I was with Performa Solutions from February 1995 to November 2000. I had expanded my skills and knowledge of training to include the best practices of leadership development, including becoming certified in all of Lominger’s Leadership Architect tools (the leadership competency model, 360-degree assessment software, corporate culture assessment, high potential assessment, team development assessment, etc.). Always seeking a new challenge I also started to study Organizational Development and Industrial/Organizational Psychology. I became a very active member of ASTD and ISPI, speaking at their international conferences each year. I published a popular performance improvement model and found myself training other OD practitioners how to identify the root cause of problems and then how to identify and implement the most effective solution, which was rarely training. This is when I was invited to be one of the first recipients of the new Certified Performance Technologist by ISPI.


Performa’s clients hired me to design and lead organizational analysis and design, teambuilding workshops, culture/climate and employee surveys, business process re-engineering, change management strategies, performance and process improvement interventions, strategic planning offsite, performance management systems, employee and leadership development classes, high potential assessment and development plans, supervisor and manager training, mentoring and coaching programs, Lominger competency-based HR system conversions, and executive development programs. (My favorite executive development program was a partnership with the University of Houston that was a very robust, action-learning executive MBA that worked on actual business issues during each class, the Shell Leadership Development Program or SLDP.)

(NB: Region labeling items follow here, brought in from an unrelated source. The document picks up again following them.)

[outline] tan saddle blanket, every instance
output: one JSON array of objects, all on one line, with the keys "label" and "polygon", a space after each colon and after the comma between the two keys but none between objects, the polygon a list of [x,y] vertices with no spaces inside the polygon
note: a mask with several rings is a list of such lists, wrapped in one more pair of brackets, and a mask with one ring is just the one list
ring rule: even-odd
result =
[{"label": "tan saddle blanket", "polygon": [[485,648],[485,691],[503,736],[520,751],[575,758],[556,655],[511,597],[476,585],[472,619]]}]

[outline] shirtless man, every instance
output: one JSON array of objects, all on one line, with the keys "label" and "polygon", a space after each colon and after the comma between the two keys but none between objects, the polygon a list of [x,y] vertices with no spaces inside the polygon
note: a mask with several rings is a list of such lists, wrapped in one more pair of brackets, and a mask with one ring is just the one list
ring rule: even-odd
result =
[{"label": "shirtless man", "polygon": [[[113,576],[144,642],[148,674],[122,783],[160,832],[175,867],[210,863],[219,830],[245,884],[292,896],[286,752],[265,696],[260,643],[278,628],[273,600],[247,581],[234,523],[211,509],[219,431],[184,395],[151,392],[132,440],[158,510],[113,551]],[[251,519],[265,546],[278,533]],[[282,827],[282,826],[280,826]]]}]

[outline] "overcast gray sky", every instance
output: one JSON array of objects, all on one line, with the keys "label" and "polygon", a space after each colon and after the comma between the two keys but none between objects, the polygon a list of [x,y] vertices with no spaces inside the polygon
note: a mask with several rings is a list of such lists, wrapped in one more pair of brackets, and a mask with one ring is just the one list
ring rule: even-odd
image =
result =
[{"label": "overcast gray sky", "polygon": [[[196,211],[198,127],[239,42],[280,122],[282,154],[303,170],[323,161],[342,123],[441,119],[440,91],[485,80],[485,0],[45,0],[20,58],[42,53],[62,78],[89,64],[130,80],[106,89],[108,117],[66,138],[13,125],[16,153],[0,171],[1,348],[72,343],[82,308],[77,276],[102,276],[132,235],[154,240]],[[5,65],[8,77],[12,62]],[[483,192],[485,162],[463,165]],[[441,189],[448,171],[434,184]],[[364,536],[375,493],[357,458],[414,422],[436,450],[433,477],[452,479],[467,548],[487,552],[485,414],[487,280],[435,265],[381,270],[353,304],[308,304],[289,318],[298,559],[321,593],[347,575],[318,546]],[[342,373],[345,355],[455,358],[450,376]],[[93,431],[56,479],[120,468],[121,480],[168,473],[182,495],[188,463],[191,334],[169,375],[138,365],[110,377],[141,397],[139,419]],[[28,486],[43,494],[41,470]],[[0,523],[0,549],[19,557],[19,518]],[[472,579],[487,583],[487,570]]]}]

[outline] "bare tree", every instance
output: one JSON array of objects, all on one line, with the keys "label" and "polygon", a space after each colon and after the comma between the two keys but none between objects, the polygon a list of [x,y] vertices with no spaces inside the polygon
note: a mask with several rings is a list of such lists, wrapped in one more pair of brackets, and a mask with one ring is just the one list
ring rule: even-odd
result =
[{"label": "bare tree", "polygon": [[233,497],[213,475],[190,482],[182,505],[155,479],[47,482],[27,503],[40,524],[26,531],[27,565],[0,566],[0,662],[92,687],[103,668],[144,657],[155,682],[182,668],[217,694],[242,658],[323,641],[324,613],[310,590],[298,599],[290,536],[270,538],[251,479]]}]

INDUSTRIAL/ORGANIZATIONAL PSYCHOLOGIST


I was able to partner with top leadership development gurus on many projects, including university professors who encouraged me to focus my personal studies by going back to school and earning my PhD in industrial/organizational psychology. They steered me toward an affordable online program with Columbus University in Metairie, LA. Columbus got in trouble with the state just as I finished my self-paced program and doctoral thesis. A friend had just joined a Concordia College and University campus and was able to get the professors there to allow me to transfer my work. I successfully defended my meta-analysis of nine major studies on critical leadership competence, but that campus had not earned accreditation. The studies and research had served their purpose and provided a richer foundation for developing and testing my theories, but because I did it only for me and because doctoral degrees often cause people to view someone in a negative light, I do not advertise the accomplishment. In 2000 I also helped Performa create a new company, Performa Consulting, which attracted the attention of a recently merged Pennzoil-Quaker State Company.